“He’s nice,” she said, as though to herself. “I’ll bet anything he’s awfully nice.”

“Who? Oh, you mean old Uncle Whiskers. Forget him—think about me a spell. Why not be reasonable now, like I was just now saying?” He scrooged in closer.

She edged away, keeping distance between them. Mr. Daly caught a flash of her quick grimace. From wheedling, his tone changed to a rasping one of rising temper. “Maybe he’s nice,” he said, “but even so I noticed you sort of run out on him a while ago.” He let a little grit of satire sift into the next sentence: “What’s the matter—don’t you real Southerners like to get together when you get a chance and hold hands and sing Dixie Land? Or is it you was scared of something?”
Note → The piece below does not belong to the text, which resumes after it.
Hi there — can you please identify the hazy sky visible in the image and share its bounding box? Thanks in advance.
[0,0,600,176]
“Say, look her-r-r-e, you lay off that stuff.” If the truth must be known Miss Clayton was a child of Pittsburgh. And in Pittsburgh to r-r-r is human, to forgive almost impossible—if you’re a purist in the matter of phonetics. And in moments of stress this native was prone to forget things which laboriously she had learned, and revert to the native idioms.

“Well, then, all I got to say is that if you’re Southern I’m a Swede watchmaker.” He shrugged, then got on his legs. “Say, little one, if you want to get huffy and act standoffish I’m pretty well up on the huff stuff myself. But stick around here awhile longer and you’ll see how far a head of taffy hair and a doll-baby face will get you without you got somebody on the inside of one of the big plants to plug your game.” Young Mr. Daly, camera-man by profession and skirt-chaser on the side, tipped his hat brim the fractional part of an inch. “So long; and think it over.”

The dusk gathering under the pepper trees along the sidewalk absorbed his runty but swaggering shape. Left alone, Miss Clayton put her elbows on her knees and her chin on her fisted hands and thought it over. She took stock of herself and her prospects, social and artistic, also financial. On the whole she didn’t have such a very cheerful evening sitting there all by herself.

It was next morning when the California pathways of those two Southerners—the seventy-nine-year-old regular and the twenty-year-old volunteer—really met and joined. It started at the breakfast table, which they had now to themselves. The disgruntled Mr. Daly had come down earlier. Mrs. Scofield would come down later. Between engagements in small mother rôles—not necessarily small mothers but nearly always small rôles—she was resting, which is a professional term signifying restlessness.

Captain Teal had eaten his prunes—Native Sons, Tobe would have called them—and was waiting for his bacon with an egg, when Miss Clayton entered. At sight of her he instantly was on his feet, much to the surprise of Katie, the other dining-room girl, who thought she knew boarding-house manners but was always willing to learn something; and he made a featly bow of greeting in which the paternal was blended with a court chamberlain’s best flourish, and drew out Miss Clayton’s chair for her. Katie perceived that the old gentleman was not welcoming his fellow lodger to a place at Mrs. H. Spicer’s board so much as he seemed to be welcoming her to his own. For the moment, he was the entertainer, Miss Clayton his honored guest. There was a trick about it, someway.

He waited in a silence which throbbed with the pulse of a considerate gallantry until the lady had stated her wishes to Katie, she choosing the apple sauce in preference to the prunes. Then he took up at the point where he had left off on the interruption of her flight the evening before.